OJK menyusun road map perbankan syariah. Ke depan Perbankan syariah perlu berkontribusi dalam pembiayaan investasi ekonomi berkelanjutan yang cocok dengan prinsip syriah. Yaitu bermanfaat untuk masyarakat, memberikan provit untuk industri dan tidak merusak lingkungan. Salah satunya, di bisnis pertanian organik dan energi baru terbarukan.
OJK dalam waktu dekat akan membuat pilot project pertanian organic yang akan digarap oleh perbankan syariah. Semua permodalan dipegang perbankan syariah. Ini mulai dari penyediaan bibit, benih, penanganan, panen, pasca panen dan pemasaran. Sudah ada 18 bank syariah dan konvensional yang ingin bergabung.

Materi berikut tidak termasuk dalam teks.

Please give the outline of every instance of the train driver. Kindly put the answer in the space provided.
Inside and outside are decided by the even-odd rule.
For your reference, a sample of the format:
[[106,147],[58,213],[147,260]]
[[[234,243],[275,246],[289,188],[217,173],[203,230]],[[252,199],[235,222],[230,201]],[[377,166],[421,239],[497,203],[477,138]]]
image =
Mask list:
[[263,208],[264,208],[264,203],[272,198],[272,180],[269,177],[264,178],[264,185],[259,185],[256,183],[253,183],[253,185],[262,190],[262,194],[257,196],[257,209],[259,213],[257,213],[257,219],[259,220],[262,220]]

“Tahun 2016 kita kerjakan. Kita sudah punya tempatnya di bandung, kita akan kerjasama dengan mereka untuk kembangkan ini. WWF ini akan melakukan tranning dengan perbankan,” kata dia.
Sementara paket kebijakan lain untuk merangsang minat masyarakat untuk melakukan gadai di perbankan syariah. Salah satunya membuat kebijakan memperpanjang masa pembayaran dari 2 kali menjadi tidak dibatasi. Begitu juga dengan batas pemberian pinjaman gadai yang sebelumnya maksimal Rp250 juta.
Perketat gadai swasta
OJK juga akan memperketat binis gadai emas di luar perbankan syariah. Terutama lembaga biayaan swasta yang melayani gadai dan belum diatur oleh undang-undang. Ini untuk meningkatkan standar pelayanan terhadap konsumen. OJK memastikan aturan itu akan terbit Januari 2016.
Hal yang perlu dipenuhi oleh pegadaian swasta di antaranya permodalan, tenaga ahli dan lokasi. Dalam peraturan tersebut pegadaian swasta harus memiliki komitmen untuk bekerjasama dengan pegadaian persero. Sebab pegadaian telah memiliki pengalaman dalam skema bisnis penyaluran kredit ke masyarakat atas dasar hukum gadai. Jumlah gadai swasta yang baru terlihat hingga saat ini ada 4.000 hingga 5.000 pegadaian.
Peraturan bisnis pegadaian swasta ini diluncurkan untuk menyikapi usaha pegadaian yang makin berkembang pesat dan melindungi konsumen dari tindakan oknum yang tidak bertanggungjawab. Ini untuk menghindari spekulan di bisnis gadai emas.
Sektor pegadaian dalam jangka panjang bisa mendorong kinerja perekonomian nasional. Namun saat ini masyarakat belum mempunyai edukasi maupun literasi yang memadai dalam memahami usaha gadai. Padahal dengan usaha pegadaian maka dana lebih mudah dicairkan dan masyarakat jadi mudah mendapatkan dana sehingga ekonomi akan tumbuh. Namun, memang hal ini masih membutuhkan terobosan.
Namun begitu aturan itu dikeluarkan, PT Pegadaian akan mempuyai saingan baru. Sebelumnya PT Pegadaian memonopoli bisnis gadai. Sebab dalam Undang-Undang tentang pegadaian, hanya BUMN yang boleh menjalankan bisnis gadai. Pegadaian pun akan memperkuat SDM dan layanan pemberian pinjaman yang cepat, mudah dan praktis.